Stobo retrouva au fort Duquesne huit membres de son régiment que les Indiens avaient fait prisonniers après la bataille. Il estima que cet acte violait les conditions de la capitulation et qu’il se trouvait ainsi dégagé de ses obligations comme otage. Il dressa une carte à l’échelle du fort Duquesne et écrivit au verso une longue lettre à Dinwiddie lui conseillant de ne pas rendre les prisonniers français et l’exhortant même à s’emparer dès l’automne du fort en question. « Quand nous nous sommes engagés au service du pays, écrivit-il, il était entendu que nous devions le faire même au prix de nos vies. Ne les décevez pas. Songez d’abord aux avantages de cette expédition sans aucunement vous soucier de nous. Quant à moi, je mourrais dix mille fois pour avoir la joie de posséder ce fort une seule journée ; ils sont si vaniteux de leur victoire [au fort Necessity] que les entendre est pire que la mort. » Grâce à un Indien ami, la lettre arriva à destination sans encombre et fut remise au général Edward Braddock, probablement le printemps suivant, quand il arriva à Alexandria, en Virginie, avec un fort contingent de soldats de carrière britanniques.

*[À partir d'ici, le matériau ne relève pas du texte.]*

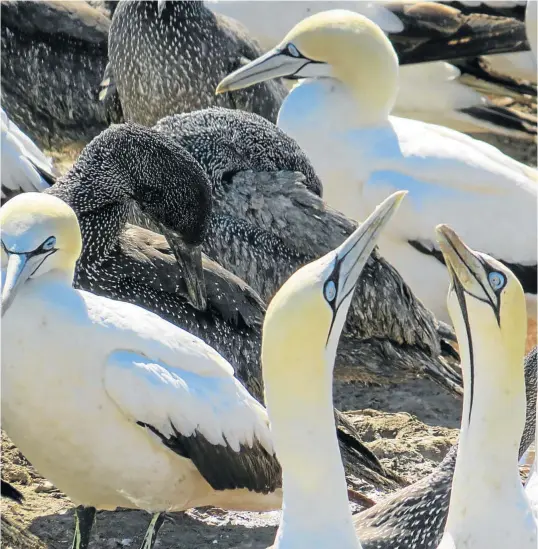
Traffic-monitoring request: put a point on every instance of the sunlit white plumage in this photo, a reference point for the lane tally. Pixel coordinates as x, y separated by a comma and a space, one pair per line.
24, 167
488, 506
94, 390
431, 92
300, 336
449, 176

Dinwiddie se refusant à rendre les prisonniers français pour lesquels Stobo était gardé en otage, ce dernier fut conduit à Québec où Paul-Joseph Le Moyne* de Longueuil se porta garant de lui. C’est ainsi qu’il put en toute liberté se mêler à la haute société de la ville et même s’engager dans des entreprises commerciales probablement de concert avec le capitaine Luc de La Corne*, dit La Corne Saint-Luc. Toutefois, après la défaite de Braddock en juillet 1755, les Français découvrirent la lettre de Stobo, dûment signée, parmi les effets personnels du général défunt. Stobo et Van Braam furent jugés à Montréal par une cour militaire que présidait le gouverneur-général Pierre de Rigaud* de Vaudreuil, sous l’accusation d’avoir manqué à leur parole et espionné pour le compte de l’ennemi. Stobo se défendit dans un procès qui dura 19 jours mais, à la fin, n’en pouvant plus, il avoua qu’il était bien l’auteur de la lettre qui l’incriminait. Van Braam fut acquitté mais maintenu prisonnier. Quant à Stobo, on le condamna à être décapité.

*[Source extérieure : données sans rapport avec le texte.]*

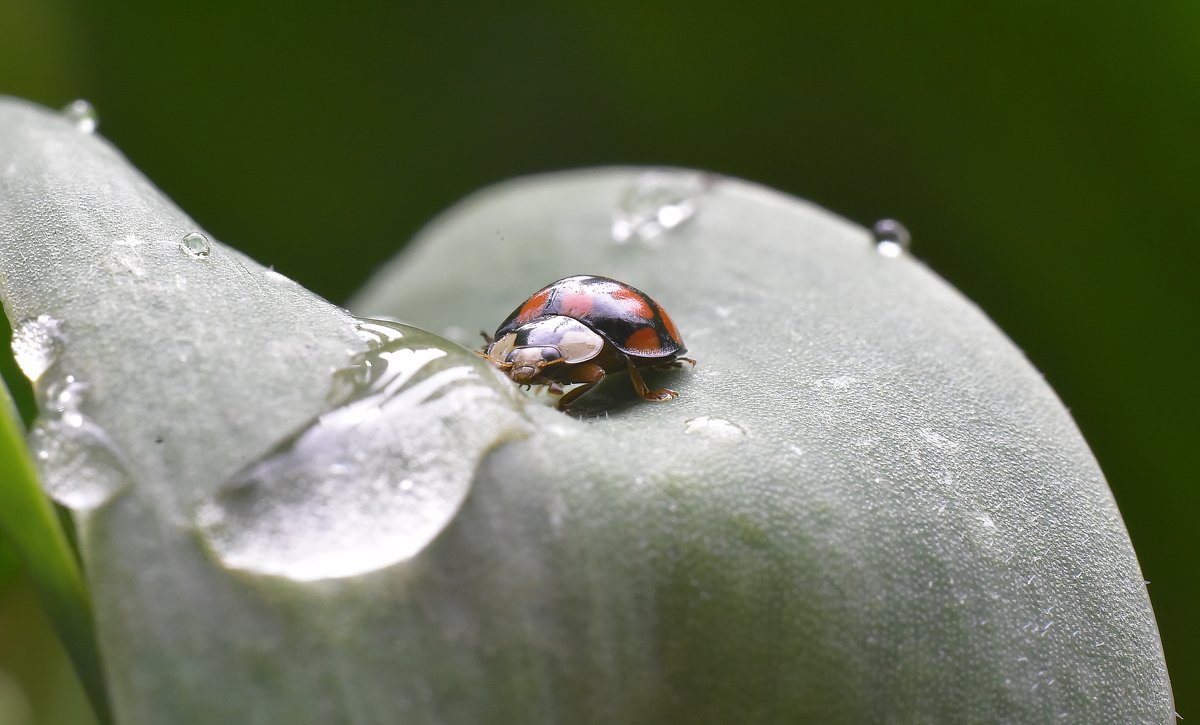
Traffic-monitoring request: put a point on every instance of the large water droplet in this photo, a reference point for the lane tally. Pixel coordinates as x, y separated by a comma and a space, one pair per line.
714, 427
196, 245
379, 475
657, 202
81, 466
82, 114
892, 238
36, 345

Cependant, Versailles avait ordonné secrètement de suspendre la condamnation, doutant peut-être de la légalité du geste qui jugeait et condamnait un otage pour un acte commis en temps de paix. Un écrit publié en 1756, que l’on attribue au duc de Choiseul et qui fit scandale dans toute l’Europe, citait la lettre de Stobo comme étant la preuve évidente de l’agression des Anglais en territoire français dans la région de l’Ohio. L’affaire dégénéra en une polémique internationale.

Stobo, qui avait été promu in absentia au rang de major, s’évada à deux reprises, en mai et juillet 1757, et fut capturé chaque fois. Le 1er mai 1759, il fit une troisième tentative et s’enfuit en canot sur le Saint-Laurent avec huit autres prisonniers anglo-américains dont quatre hommes, une femme et ses trois enfants. Après une série d’évasions et de tribulations à faire dresser les cheveux, il atteignirent Louisbourg, île du Cap-Breton, triomphants, 36 jours plus tard, à bord d’une goélette française dont ils s’étaient emparés dans la baie des Chaleurs ; ils avaient aussi capturé deux capitaines de marine français.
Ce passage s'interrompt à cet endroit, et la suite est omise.